Une chercheuse, Latifeh, qui n’avait pas de poste fixe à ce moment-là, s’explique sur la hiérarchie fondée sur le genre et l’argent concernant la valeur du travail dans son couple : « Ici la dimension économique du travail des femmes est en jeu. On se pose la question de savoir qui fait le travail le plus important et gagne le mieux. Après réflexion, je pense que celui de mon mari est plus important.

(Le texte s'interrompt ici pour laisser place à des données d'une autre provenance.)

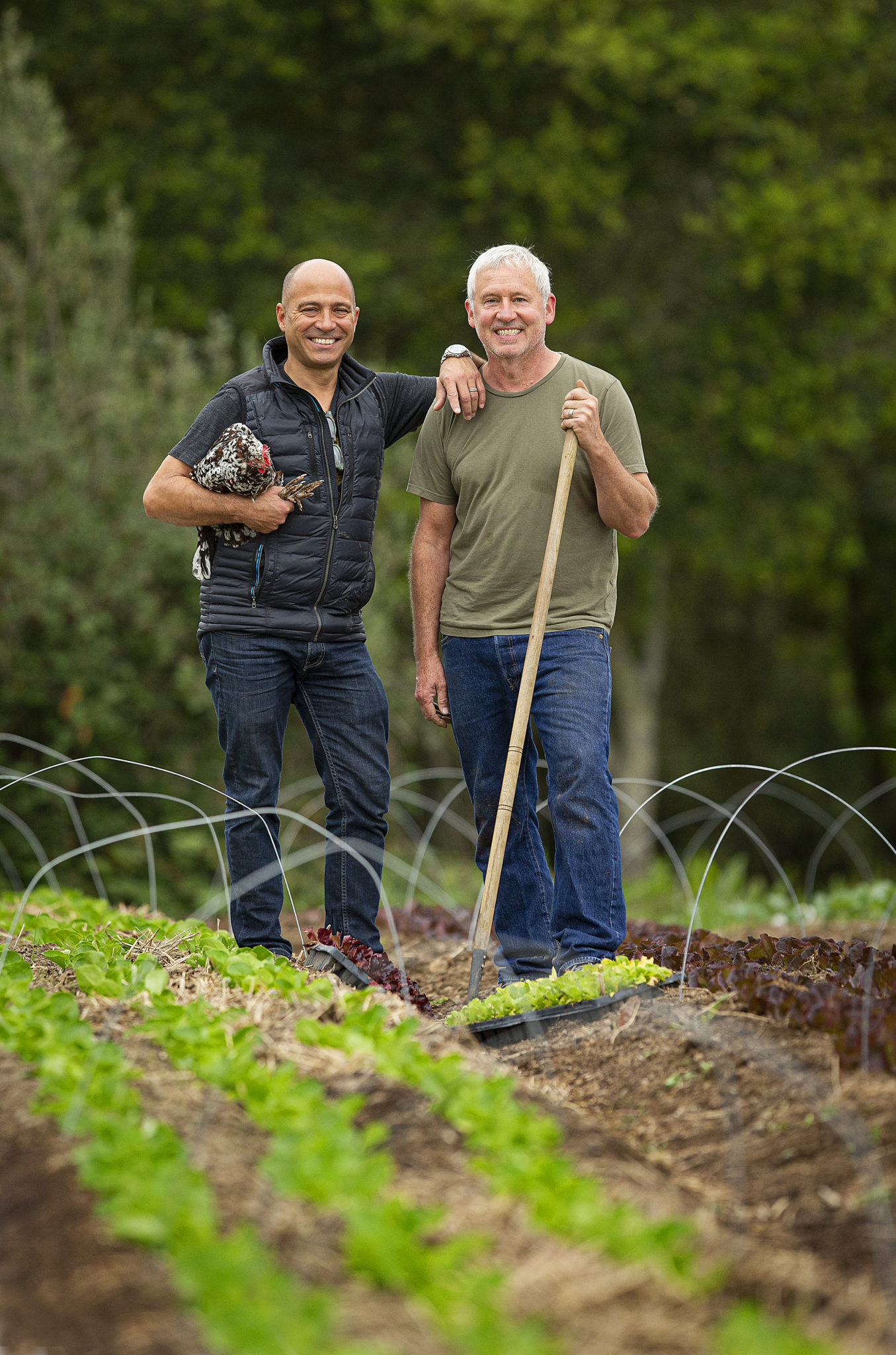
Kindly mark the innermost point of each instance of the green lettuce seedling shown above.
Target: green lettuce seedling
(577, 985)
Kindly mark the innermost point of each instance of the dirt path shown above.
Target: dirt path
(713, 1117)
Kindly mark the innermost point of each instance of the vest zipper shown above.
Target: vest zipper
(329, 484)
(332, 541)
(257, 567)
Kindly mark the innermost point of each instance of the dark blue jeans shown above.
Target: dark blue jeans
(253, 681)
(579, 916)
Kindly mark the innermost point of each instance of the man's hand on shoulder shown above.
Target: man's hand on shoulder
(460, 384)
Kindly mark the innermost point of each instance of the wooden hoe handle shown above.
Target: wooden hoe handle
(522, 717)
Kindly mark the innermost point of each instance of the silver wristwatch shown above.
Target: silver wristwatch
(455, 350)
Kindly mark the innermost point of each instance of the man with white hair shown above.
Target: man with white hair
(486, 491)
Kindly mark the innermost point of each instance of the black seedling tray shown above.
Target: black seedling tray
(324, 958)
(513, 1030)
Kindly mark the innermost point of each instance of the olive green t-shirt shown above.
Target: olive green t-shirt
(500, 473)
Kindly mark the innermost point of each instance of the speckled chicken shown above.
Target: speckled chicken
(239, 464)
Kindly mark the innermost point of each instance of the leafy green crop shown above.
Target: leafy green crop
(148, 1190)
(516, 1147)
(317, 1152)
(747, 1331)
(577, 985)
(315, 1149)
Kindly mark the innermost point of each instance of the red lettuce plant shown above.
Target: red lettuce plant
(377, 965)
(807, 981)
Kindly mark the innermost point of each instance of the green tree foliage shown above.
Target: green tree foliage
(712, 186)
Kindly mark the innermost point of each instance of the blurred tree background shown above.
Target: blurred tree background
(713, 187)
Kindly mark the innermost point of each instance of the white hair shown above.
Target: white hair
(514, 257)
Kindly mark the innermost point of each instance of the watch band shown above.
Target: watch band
(455, 350)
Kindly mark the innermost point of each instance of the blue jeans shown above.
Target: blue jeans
(253, 681)
(579, 916)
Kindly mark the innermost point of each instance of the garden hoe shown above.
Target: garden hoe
(522, 719)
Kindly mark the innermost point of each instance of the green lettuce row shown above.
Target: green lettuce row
(93, 938)
(320, 1155)
(577, 985)
(514, 1147)
(149, 1193)
(315, 1149)
(743, 1331)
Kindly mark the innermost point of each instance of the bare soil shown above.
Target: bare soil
(733, 1113)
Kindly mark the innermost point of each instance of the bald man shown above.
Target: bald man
(280, 615)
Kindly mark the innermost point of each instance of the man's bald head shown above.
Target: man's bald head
(315, 274)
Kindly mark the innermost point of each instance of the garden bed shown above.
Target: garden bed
(633, 1106)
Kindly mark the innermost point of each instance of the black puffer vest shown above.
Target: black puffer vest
(310, 578)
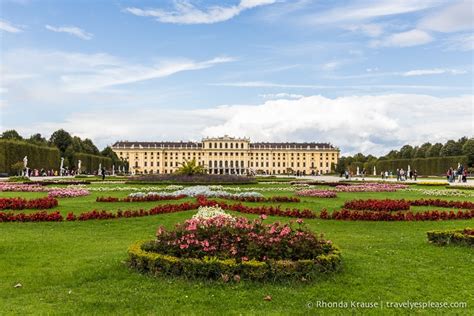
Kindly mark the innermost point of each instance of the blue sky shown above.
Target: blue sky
(364, 75)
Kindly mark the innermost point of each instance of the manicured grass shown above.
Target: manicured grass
(78, 267)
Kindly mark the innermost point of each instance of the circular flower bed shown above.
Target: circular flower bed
(224, 247)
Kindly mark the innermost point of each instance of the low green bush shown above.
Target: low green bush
(457, 236)
(225, 269)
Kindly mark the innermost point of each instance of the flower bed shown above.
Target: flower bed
(160, 209)
(145, 198)
(386, 205)
(278, 199)
(443, 203)
(432, 183)
(41, 216)
(17, 187)
(20, 204)
(371, 187)
(67, 192)
(444, 192)
(317, 193)
(457, 236)
(266, 210)
(351, 215)
(229, 248)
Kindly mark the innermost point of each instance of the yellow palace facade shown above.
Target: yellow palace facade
(229, 155)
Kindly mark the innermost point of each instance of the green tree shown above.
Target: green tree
(11, 134)
(61, 139)
(37, 139)
(108, 152)
(434, 150)
(89, 147)
(451, 148)
(359, 157)
(422, 151)
(468, 150)
(191, 168)
(406, 152)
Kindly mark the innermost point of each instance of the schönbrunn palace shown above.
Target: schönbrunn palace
(228, 155)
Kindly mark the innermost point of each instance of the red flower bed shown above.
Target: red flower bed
(41, 216)
(443, 203)
(267, 210)
(378, 205)
(20, 203)
(398, 216)
(147, 198)
(279, 199)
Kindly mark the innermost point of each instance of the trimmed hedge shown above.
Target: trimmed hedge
(424, 166)
(90, 163)
(13, 151)
(212, 268)
(457, 236)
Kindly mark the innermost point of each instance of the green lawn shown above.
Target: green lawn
(78, 267)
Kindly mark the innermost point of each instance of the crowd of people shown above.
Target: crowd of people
(459, 174)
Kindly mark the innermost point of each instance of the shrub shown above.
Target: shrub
(145, 198)
(457, 236)
(317, 193)
(20, 204)
(67, 192)
(443, 203)
(266, 210)
(174, 178)
(225, 248)
(41, 216)
(386, 205)
(398, 216)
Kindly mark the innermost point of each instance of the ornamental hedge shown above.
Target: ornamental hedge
(457, 236)
(223, 247)
(424, 166)
(13, 151)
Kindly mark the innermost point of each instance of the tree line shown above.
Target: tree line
(427, 153)
(72, 148)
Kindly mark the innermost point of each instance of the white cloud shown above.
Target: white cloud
(366, 10)
(371, 124)
(370, 29)
(8, 27)
(58, 71)
(73, 30)
(332, 65)
(186, 13)
(368, 87)
(461, 42)
(457, 17)
(281, 95)
(434, 71)
(405, 39)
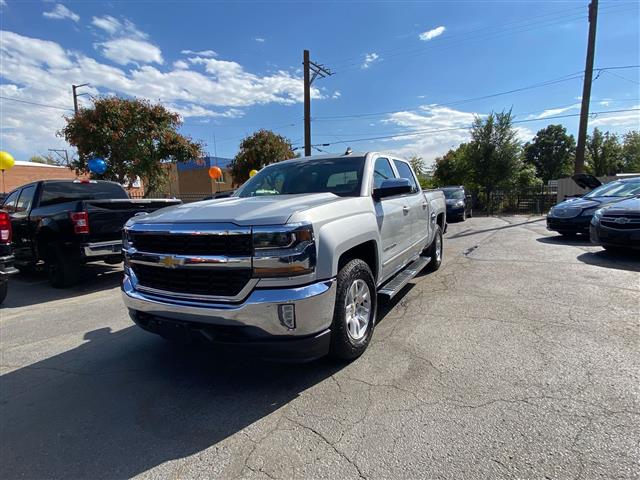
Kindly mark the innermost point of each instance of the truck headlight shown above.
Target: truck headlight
(283, 251)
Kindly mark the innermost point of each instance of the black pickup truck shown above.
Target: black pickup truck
(67, 223)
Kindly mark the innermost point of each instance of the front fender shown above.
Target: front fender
(338, 236)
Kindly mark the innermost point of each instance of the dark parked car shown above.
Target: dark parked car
(617, 226)
(573, 216)
(6, 254)
(458, 203)
(66, 223)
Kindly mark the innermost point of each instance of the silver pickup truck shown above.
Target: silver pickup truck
(292, 265)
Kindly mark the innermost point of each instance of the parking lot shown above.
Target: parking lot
(518, 358)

Il a un poste fixe et un salaire correct ; ce n'est pas mon cas, mais j’essaie d’améliorer mon CV pour trouver un emploi stable. »

Saeideh chercheuse et mère de deux enfants parle des difficultés que le coronavirus et le confinement ont entraînées pour elle : « Le confinement a fait disparaître tous les soutiens d’une mère qui travaille : l’école, la crèche et la nounou. Malgré cette crise sanitaire, les agendas académiques ne changent pas et nous sommes obligées de tenir nos engagements comme d’habitude, malgré un accès plus limité à notre terrain de recherche. L’impact du coronavirus n’est pas le même pour tous les chercheurs : pour le département des sciences sociales où la présence des chercheurs sur le terrain est primordiale, c’est donc encore plus contraignant. »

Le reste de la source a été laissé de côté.